Let's start here: there is a good case for New Zealand to have a high-end convention centre with a large exhibition space, and central Auckland would be the only sensible place in the country to put it. Done right, it would attract inbound travel dollars and provide beneficial infrastructure.
But such convention centres are expensive to build and operating costs are such that it can be difficult to make a purely commercial return on the investment. So it's reasonable to consider a public investment in this kind of infrastructure.
What isn't reasonable, or responsible, is to subvert a conventional tendering process in favour of some deal-of-the-century hatched over dinner by the Prime Minister and his senior officials. To trade off legislation intended to protect the vulnerable as a form of corporate welfare. To offer up the assets of a Crown-owned company without even notifying its board. And eventually to falsely claim that a highly critical report by the office of the auditor-general has "totally vindicated" you.

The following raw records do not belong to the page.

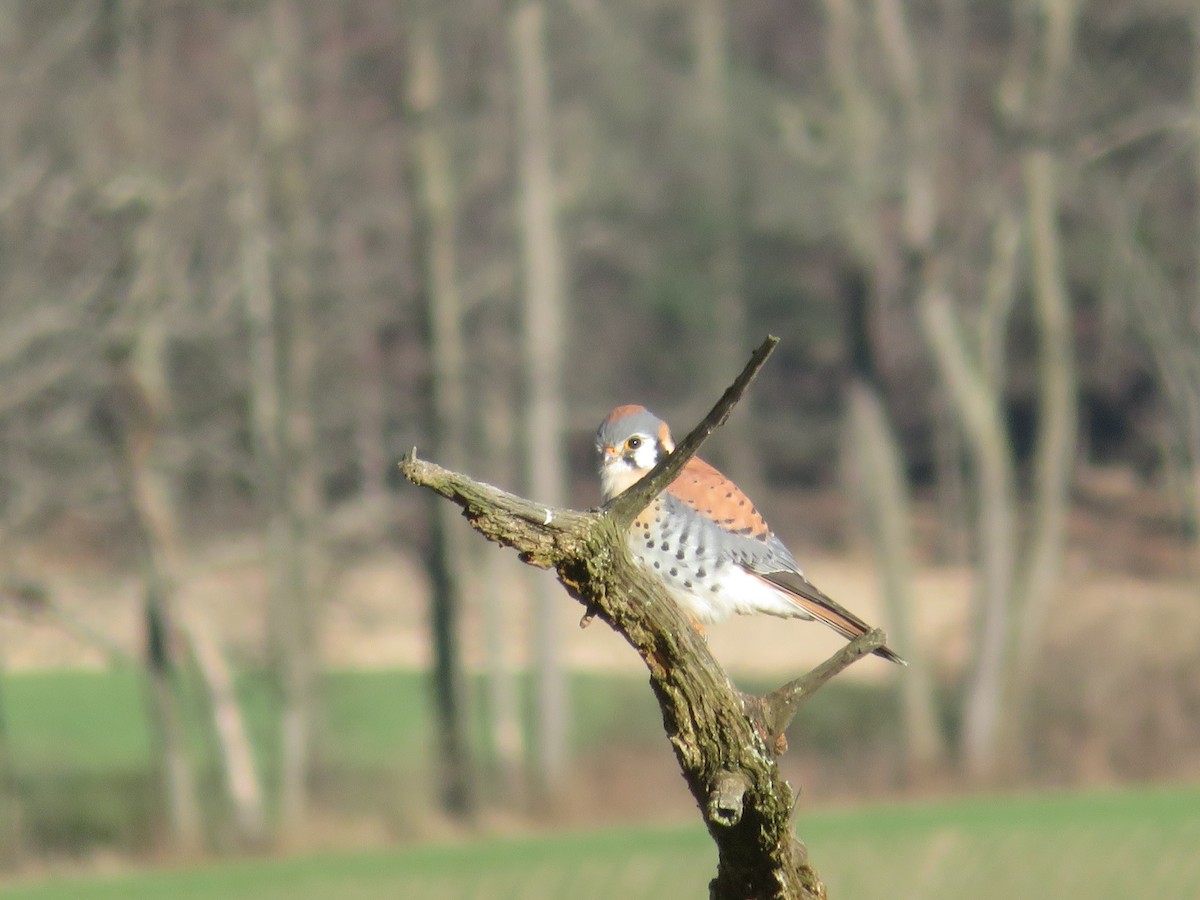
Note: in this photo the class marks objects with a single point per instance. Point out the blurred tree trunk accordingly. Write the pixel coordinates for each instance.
(882, 492)
(129, 420)
(544, 340)
(495, 403)
(726, 336)
(449, 556)
(880, 478)
(280, 239)
(1011, 601)
(129, 417)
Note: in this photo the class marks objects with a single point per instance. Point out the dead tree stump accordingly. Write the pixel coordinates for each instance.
(726, 742)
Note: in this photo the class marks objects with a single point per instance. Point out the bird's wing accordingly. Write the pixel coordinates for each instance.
(743, 533)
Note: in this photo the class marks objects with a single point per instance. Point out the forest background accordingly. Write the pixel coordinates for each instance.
(255, 251)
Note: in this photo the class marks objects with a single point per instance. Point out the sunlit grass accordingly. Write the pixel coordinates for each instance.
(1119, 845)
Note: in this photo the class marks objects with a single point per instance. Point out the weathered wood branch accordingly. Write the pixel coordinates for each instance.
(726, 742)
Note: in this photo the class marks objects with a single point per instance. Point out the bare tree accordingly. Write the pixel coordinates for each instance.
(448, 553)
(880, 480)
(543, 346)
(277, 243)
(720, 179)
(726, 742)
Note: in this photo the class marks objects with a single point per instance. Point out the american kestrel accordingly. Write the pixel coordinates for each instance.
(703, 538)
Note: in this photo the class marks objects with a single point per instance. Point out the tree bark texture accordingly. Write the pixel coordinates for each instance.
(726, 742)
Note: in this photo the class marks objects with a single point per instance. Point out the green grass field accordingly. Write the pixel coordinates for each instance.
(81, 743)
(1121, 845)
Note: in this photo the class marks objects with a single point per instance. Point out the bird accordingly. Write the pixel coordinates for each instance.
(705, 540)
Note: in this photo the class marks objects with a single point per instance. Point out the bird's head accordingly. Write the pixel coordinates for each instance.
(629, 442)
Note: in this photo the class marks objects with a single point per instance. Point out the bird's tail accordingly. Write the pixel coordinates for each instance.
(825, 609)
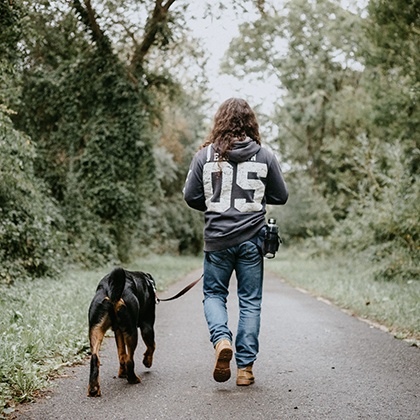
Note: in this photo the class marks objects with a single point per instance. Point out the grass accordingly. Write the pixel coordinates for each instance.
(350, 285)
(43, 326)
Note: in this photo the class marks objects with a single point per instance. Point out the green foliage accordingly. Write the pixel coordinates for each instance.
(383, 223)
(43, 325)
(348, 118)
(30, 223)
(307, 213)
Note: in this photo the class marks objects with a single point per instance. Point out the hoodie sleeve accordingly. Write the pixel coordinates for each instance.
(276, 191)
(194, 189)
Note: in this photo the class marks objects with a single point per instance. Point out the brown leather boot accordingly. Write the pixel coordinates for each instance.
(224, 353)
(245, 376)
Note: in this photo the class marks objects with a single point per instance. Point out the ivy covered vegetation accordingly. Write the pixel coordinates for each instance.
(100, 113)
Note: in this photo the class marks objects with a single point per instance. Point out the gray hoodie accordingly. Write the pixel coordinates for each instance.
(233, 193)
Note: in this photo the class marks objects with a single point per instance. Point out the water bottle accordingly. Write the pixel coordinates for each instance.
(271, 242)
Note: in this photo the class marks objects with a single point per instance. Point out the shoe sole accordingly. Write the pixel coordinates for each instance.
(245, 382)
(222, 368)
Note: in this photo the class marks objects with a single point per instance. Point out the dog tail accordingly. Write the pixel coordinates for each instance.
(116, 284)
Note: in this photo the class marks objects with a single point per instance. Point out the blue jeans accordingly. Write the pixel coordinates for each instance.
(247, 262)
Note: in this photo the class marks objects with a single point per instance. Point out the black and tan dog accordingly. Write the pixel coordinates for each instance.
(124, 301)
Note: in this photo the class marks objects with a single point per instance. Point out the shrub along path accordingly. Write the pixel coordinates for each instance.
(315, 362)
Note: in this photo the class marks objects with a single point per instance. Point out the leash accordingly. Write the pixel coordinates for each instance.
(182, 292)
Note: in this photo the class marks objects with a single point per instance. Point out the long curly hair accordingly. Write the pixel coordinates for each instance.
(234, 121)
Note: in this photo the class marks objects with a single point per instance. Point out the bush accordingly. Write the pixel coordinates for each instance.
(306, 214)
(31, 242)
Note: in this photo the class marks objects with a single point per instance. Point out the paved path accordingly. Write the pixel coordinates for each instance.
(315, 362)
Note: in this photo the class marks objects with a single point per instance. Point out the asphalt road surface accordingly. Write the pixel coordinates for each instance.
(315, 362)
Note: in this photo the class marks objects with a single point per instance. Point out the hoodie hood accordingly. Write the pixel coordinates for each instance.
(243, 150)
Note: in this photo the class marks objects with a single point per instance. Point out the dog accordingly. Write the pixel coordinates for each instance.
(124, 301)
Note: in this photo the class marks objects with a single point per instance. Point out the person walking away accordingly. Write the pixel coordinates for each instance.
(231, 179)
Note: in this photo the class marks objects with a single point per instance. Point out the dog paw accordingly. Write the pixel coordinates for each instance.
(94, 391)
(147, 361)
(122, 372)
(134, 380)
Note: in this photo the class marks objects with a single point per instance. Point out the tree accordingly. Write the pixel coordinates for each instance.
(312, 50)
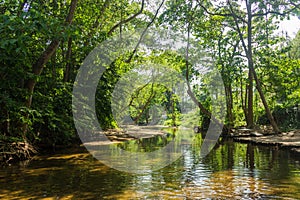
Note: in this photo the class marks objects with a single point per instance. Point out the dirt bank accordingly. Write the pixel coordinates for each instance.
(289, 139)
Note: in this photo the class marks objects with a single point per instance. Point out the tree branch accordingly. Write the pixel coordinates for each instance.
(127, 20)
(144, 32)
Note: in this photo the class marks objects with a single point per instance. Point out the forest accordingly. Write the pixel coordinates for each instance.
(44, 44)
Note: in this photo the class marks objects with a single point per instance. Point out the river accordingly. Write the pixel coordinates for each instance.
(231, 171)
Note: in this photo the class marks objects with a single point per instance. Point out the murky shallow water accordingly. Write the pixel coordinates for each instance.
(231, 171)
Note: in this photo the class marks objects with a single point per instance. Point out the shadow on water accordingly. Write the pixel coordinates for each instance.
(232, 170)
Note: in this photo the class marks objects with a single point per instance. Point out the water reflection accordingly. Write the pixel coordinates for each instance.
(232, 170)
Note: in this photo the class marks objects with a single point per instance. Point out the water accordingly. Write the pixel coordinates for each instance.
(230, 171)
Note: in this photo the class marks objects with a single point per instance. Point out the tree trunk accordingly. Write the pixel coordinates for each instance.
(68, 60)
(38, 66)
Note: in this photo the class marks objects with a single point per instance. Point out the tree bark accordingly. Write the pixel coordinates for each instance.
(68, 59)
(38, 66)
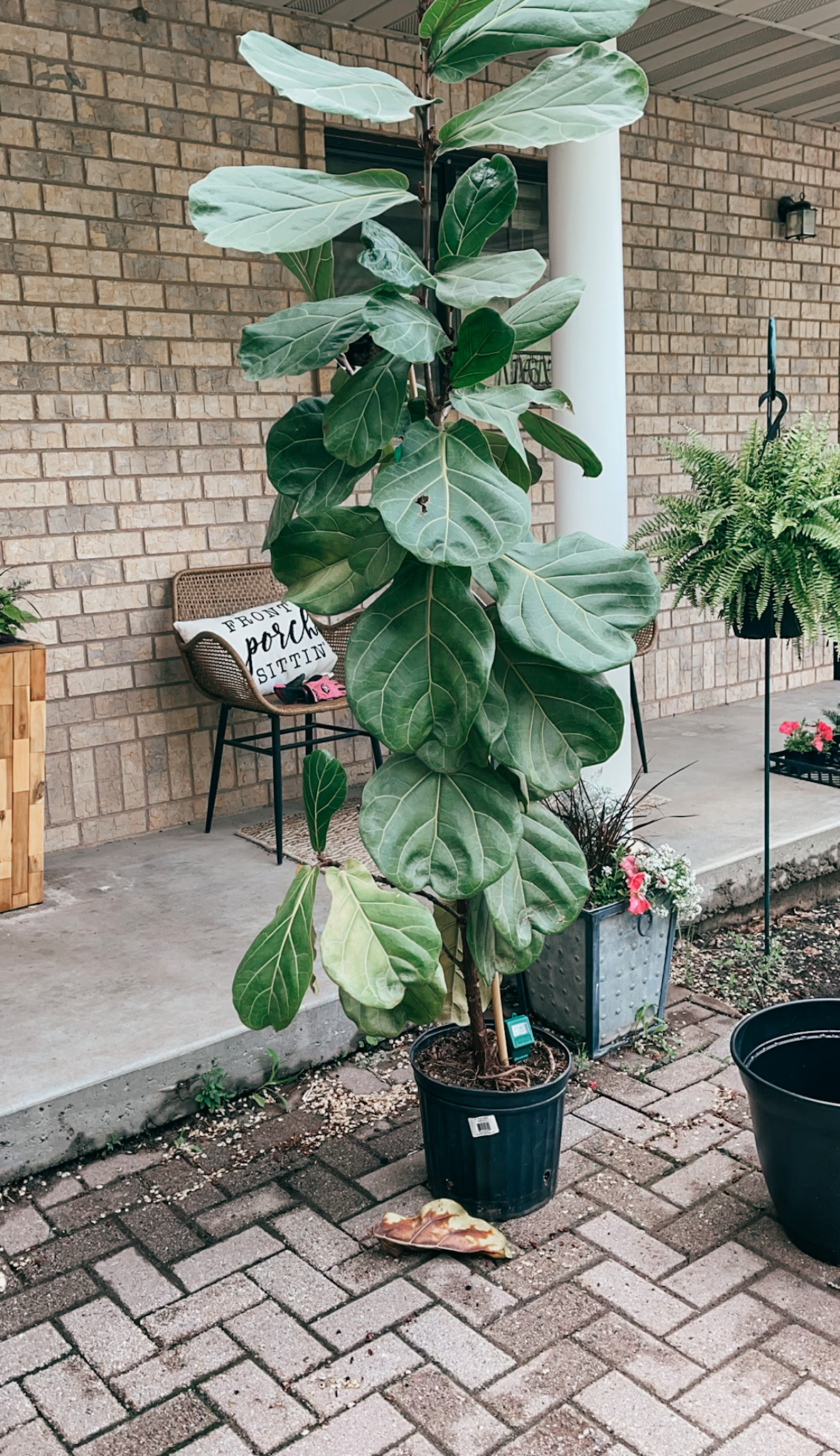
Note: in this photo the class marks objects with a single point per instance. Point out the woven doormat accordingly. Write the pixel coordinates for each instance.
(343, 840)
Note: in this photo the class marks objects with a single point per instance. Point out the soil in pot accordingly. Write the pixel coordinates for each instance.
(450, 1060)
(790, 1060)
(494, 1152)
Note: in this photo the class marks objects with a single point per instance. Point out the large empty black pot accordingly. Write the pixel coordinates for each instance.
(790, 1060)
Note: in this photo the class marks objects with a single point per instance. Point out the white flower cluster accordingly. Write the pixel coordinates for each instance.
(669, 882)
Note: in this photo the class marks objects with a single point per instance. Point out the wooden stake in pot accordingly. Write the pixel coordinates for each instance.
(500, 1021)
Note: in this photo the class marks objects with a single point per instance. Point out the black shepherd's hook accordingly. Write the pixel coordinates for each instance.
(772, 393)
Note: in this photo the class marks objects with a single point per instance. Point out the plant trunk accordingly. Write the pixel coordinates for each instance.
(484, 1059)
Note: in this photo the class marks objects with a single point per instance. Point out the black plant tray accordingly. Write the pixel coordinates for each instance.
(795, 768)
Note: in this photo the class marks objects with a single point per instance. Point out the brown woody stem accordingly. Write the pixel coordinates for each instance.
(482, 1053)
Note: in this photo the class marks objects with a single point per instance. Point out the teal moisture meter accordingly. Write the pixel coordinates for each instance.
(520, 1037)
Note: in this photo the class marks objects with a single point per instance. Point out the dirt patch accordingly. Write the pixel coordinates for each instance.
(731, 964)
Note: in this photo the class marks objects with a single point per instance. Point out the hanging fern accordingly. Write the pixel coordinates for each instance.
(756, 530)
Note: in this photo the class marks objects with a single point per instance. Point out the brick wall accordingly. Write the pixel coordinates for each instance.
(705, 267)
(130, 446)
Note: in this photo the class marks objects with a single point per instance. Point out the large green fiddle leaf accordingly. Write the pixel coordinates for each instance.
(422, 1002)
(501, 405)
(299, 464)
(510, 462)
(282, 513)
(575, 600)
(561, 441)
(376, 941)
(364, 415)
(492, 954)
(303, 337)
(282, 210)
(466, 283)
(558, 721)
(324, 794)
(546, 886)
(392, 261)
(275, 972)
(446, 501)
(543, 311)
(477, 207)
(403, 326)
(565, 98)
(489, 724)
(506, 26)
(445, 16)
(420, 658)
(484, 347)
(452, 832)
(344, 91)
(314, 269)
(332, 561)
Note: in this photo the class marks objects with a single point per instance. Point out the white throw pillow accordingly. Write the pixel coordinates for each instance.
(277, 643)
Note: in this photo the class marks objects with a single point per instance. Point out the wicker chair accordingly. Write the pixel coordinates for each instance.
(222, 676)
(645, 640)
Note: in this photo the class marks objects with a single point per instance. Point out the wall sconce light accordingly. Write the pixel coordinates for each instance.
(798, 219)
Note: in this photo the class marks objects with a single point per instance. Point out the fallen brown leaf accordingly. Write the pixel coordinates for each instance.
(443, 1225)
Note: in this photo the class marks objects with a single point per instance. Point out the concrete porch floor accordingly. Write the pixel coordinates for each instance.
(117, 990)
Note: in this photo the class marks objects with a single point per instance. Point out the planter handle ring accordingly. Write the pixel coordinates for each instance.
(648, 918)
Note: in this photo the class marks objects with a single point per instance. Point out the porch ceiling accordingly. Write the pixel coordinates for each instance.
(782, 58)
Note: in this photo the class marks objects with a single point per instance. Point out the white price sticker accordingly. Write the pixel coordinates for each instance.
(484, 1126)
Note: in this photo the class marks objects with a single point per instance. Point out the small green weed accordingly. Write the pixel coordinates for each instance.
(213, 1089)
(741, 975)
(652, 1037)
(272, 1081)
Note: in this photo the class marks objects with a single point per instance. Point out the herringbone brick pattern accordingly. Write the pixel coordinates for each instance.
(232, 1303)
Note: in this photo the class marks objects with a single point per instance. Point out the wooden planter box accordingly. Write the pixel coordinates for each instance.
(22, 743)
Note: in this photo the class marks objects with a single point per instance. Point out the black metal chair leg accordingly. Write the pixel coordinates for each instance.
(216, 769)
(277, 768)
(638, 719)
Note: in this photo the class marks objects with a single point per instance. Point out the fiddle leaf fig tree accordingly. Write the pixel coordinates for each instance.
(479, 661)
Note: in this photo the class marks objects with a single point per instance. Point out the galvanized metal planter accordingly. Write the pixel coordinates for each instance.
(590, 982)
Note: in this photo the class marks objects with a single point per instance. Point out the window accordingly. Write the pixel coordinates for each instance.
(349, 152)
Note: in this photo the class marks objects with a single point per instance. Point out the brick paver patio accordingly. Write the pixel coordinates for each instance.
(652, 1308)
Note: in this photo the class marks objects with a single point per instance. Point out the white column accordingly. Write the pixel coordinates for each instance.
(588, 361)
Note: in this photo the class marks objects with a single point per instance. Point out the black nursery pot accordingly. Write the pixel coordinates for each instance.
(765, 626)
(790, 1060)
(494, 1152)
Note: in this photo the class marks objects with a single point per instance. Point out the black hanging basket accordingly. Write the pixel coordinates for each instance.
(762, 626)
(814, 768)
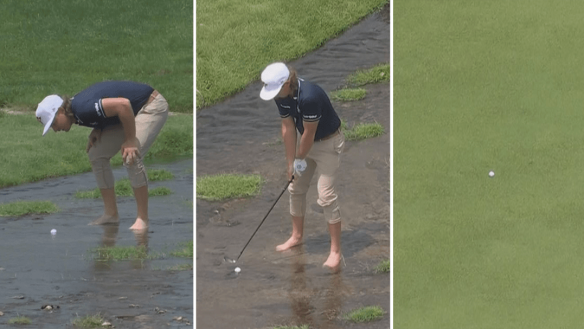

All this becomes especially unreasonable and irresponsible when it transpires that the taxpayer is now in the hole for as much as $130 million on the project. The upshot being that we will end up making a substantial public investment after all, but without the benefits, protections or stakeholder rights that would have been established in a conventionally transparent negotiation process. The taxpayer is effectively over a barrel to a gambling company.
The polite word for ministers and officials who contrive such a situation is "muppets".